Вскоре правые были окончательно разбиты. Стало также ясно, что для идейного и организационного разгрома правых никакой нашей помощи Ц<ентральному> Комитету не понадобилось и что наше положение от всего этого ни на йоту не изменилось. Для меня это был решающий момент. Я понял, что руководство, разбившее наголову подряд троцкистов, нас и правых, окончательно, если можно так выразиться, “стабилизировалось”, что никаких надежд на то, что нашей группе удастся вернуться к руководящей работе в результате внутрипартийной “драки”, нет, что нужно окончательно расстаться с этими надеждами и пытаться не только формально, но и реально вернуться в партию путем постепенного завоевания доверия руководства. Я не придавал больше никакого серьезного значения отдельным группам и группочкам (“левацким”, “право-левацким” и т.п.), рассматривая их как пузыри, которые вскакивают на поверхности воды там, где недавно был большой и серьезный водоворот. О своих встречах с СТЭНОМ, с ШАЦКИНЫМ [4] и ЛОМИНАДЗЕ я рассказал на допросе.
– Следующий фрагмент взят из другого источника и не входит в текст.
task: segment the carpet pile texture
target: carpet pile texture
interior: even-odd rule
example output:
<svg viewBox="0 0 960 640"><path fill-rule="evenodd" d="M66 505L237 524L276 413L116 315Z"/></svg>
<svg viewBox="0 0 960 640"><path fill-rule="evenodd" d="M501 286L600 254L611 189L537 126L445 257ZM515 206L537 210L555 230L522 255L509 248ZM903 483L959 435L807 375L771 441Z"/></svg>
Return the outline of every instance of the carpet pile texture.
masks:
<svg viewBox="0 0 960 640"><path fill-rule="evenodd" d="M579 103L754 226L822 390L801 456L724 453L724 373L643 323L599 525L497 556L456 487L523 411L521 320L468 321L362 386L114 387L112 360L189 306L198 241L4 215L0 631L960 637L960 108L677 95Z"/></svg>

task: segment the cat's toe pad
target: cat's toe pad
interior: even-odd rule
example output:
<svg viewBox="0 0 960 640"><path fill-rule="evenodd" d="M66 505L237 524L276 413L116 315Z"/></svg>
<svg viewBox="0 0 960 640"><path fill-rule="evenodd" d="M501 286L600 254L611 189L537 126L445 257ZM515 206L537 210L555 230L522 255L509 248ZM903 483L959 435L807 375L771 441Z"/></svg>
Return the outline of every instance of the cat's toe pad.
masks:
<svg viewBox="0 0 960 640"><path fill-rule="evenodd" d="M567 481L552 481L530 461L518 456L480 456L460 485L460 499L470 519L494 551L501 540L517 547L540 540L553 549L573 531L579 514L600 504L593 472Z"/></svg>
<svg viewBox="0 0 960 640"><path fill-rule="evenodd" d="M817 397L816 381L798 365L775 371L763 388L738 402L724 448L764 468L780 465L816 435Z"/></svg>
В 30-м году, после XVI съезда, я уже не питал надежд на возвращение к политике, все меньше интересовался так называемыми “внутрипартийными вопросами”, ибо они в нашей среде все больше принимали характер бессодержательного и бесплодного “судачества”, все больше сосредотачивая свое внимание на литературе, желая уйти в эту область от “политики”. Я продолжал жить в той среде – отчасти по инерции, отчасти потому, что никакой другой среды не было. Партийцы законно избегали нас.

В это время роковую роль сыграли личные качества ЗИНОВЬЕВА. Он продолжал пользоваться громадным авторитетом среди ленинградцев.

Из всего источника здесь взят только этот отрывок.